Metadata-Version: 2.1
Name: holonote
Version: 0.1.0a4
Summary: Annotate your data
Keywords: annotation,holoviews,tools
Classifier: Operating System :: OS Independent
Classifier: Programming Language :: Python :: 3.8
Classifier: Programming Language :: Python :: 3.9
Classifier: Programming Language :: Python :: 3.10
Classifier: Programming Language :: Python :: 3.11
Requires-Python: >=3.8
Requires-Dist: holoviews
Requires-Dist: pandas<2
Description-Content-Type: text/markdown

# `holonote`

The `holonote` library offers tools to create, edit and persist
annotated regions for [HoloViews](https://holoviews.org/).

![Annotation demo](https://github.com/holoviz/holonote/blob/main/examples/assets/demo.gif)

An annotated region marks a region-of-interest that is overlaid on top
of the visual representation of a HoloViews element. Such a region has a
unique identifier as well as additional domain-specific information
associated with it. What `holonote` offers is a flexible way to
interactively work with these visual regions as well as tools to add,
update and delete whatever domain-specific information you want to
associate with them.

There are two primary components currently offered by `holonote`:

1. `Annotators`: These classes offer the ability to interactively define
regions, add associated domain-specific information and then persist
this information to a database. You can interactively add, delete and
update these annotation regions as well as their associated
domain-specific data.

2. `Editors`: These tools are designed to let you interactively
manipulate and edit the visual regions themselves. These regions are in
fact HoloViews elements which means you can use these editors as
generic edit tools for the corresponding HoloViews elements.

By default, annotators automatically persist any annotations you create
to a local SQLite database file. This is a very convenient way to get
started with your annotation task, allowing you to immediate begin the
process of collecting useful information.

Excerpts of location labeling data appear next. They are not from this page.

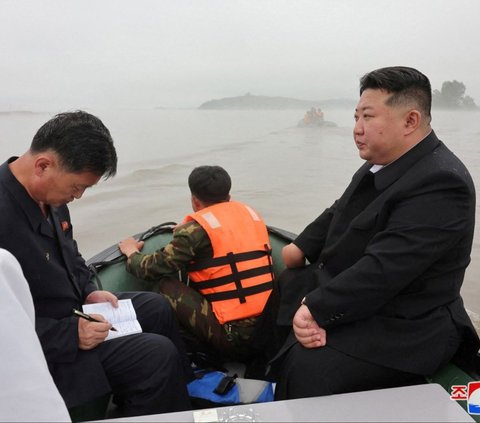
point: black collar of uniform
(18, 191)
(389, 174)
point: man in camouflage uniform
(190, 243)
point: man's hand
(130, 246)
(101, 297)
(90, 334)
(306, 330)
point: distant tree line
(452, 96)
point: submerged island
(250, 101)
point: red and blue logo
(473, 398)
(469, 393)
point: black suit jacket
(59, 280)
(388, 280)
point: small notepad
(123, 318)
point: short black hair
(210, 184)
(81, 141)
(406, 84)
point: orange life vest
(238, 279)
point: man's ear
(42, 163)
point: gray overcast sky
(147, 53)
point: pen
(88, 317)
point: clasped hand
(306, 329)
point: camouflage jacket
(189, 242)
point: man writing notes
(146, 372)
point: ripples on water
(288, 174)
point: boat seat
(92, 410)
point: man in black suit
(379, 304)
(146, 372)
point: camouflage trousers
(196, 315)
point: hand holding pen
(86, 316)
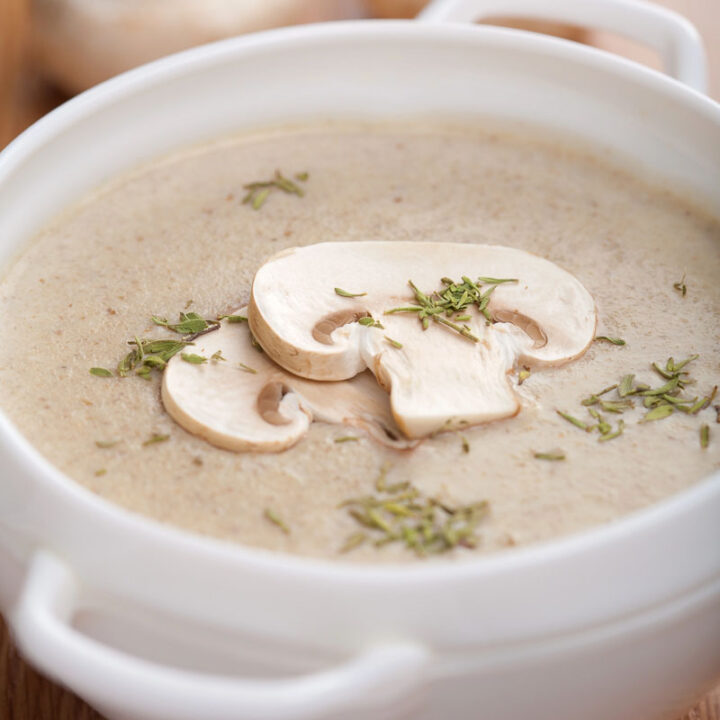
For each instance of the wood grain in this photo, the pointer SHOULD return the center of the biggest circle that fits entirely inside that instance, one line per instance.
(24, 693)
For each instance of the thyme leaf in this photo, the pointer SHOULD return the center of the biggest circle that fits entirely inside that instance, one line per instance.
(658, 413)
(258, 192)
(454, 298)
(398, 513)
(345, 293)
(193, 359)
(704, 436)
(275, 519)
(552, 455)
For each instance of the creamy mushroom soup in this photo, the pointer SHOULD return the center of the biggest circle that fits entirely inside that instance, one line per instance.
(131, 286)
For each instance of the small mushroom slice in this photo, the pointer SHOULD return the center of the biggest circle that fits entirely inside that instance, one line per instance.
(246, 402)
(437, 379)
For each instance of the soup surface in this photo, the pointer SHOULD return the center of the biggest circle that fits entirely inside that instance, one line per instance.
(174, 236)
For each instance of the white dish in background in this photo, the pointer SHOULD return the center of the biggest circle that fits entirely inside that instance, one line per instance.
(623, 621)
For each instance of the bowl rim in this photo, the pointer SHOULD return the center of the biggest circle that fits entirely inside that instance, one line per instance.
(57, 483)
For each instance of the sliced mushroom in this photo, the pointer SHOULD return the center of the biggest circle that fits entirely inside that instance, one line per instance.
(438, 379)
(246, 402)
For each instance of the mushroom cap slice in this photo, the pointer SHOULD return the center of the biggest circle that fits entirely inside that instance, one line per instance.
(438, 379)
(267, 410)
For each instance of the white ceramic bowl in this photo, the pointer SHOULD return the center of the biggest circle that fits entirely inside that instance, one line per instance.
(151, 623)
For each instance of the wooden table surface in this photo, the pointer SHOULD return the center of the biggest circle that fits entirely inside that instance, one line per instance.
(27, 695)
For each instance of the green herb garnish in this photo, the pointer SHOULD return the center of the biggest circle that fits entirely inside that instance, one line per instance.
(258, 192)
(190, 324)
(704, 436)
(369, 321)
(193, 359)
(398, 513)
(681, 287)
(658, 413)
(553, 455)
(275, 519)
(345, 293)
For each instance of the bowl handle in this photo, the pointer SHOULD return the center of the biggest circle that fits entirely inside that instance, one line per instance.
(674, 37)
(380, 677)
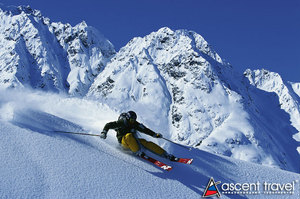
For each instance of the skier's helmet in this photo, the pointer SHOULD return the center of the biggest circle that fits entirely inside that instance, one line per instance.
(132, 116)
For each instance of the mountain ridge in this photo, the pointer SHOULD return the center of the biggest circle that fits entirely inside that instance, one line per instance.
(174, 80)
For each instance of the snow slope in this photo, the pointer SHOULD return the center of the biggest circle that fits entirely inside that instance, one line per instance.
(38, 53)
(39, 163)
(180, 85)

For production usage where you are investing significant resources
authoring annotations, it is advisable that you define a custom
connector to a more appropriate database system. You can also use
connectors to load annotations from existing databases of annotation
data.

**Do not use the SQLite connector when deploying to production. It is
  intended for use only during local development. It is not designed to
  be particularly efficient, stable, or secure.**

## Terminology

There are two particularly important pieces of terminology that are used
throughout this library to be aware of:

1. *Regions*: These denote the visual regions-of-interest with a final
visual representation as a HoloViews element. These may be one or two
dimensional, may have different visual representations for the same data
(e.g. a point marker or a crosshair to mark a point in 2D space) and
have different types:

  - *Points*: A single value of interest in an N-dimensional space. For
     instance, on a time axis, this corresponds to a moment in time
     which may be represented visually as a vertical line. On an image,
     this can ve visually represented with a crosshair.
  - *Ranges*: A range is an axis-aligned span between a start and end
     point. For instance, along a time axis, this corresponds to a time interval and
     on an image, this corresponds to a 2D box.

2. *Fields*: These are the domain-specific component of the annotation
data, containing information that is not to be visualized by
`holonote`. These are defined by the user or application and can have
arbitrary types and contents. A complete set of fields together with one
or more regions constitutes an annotation.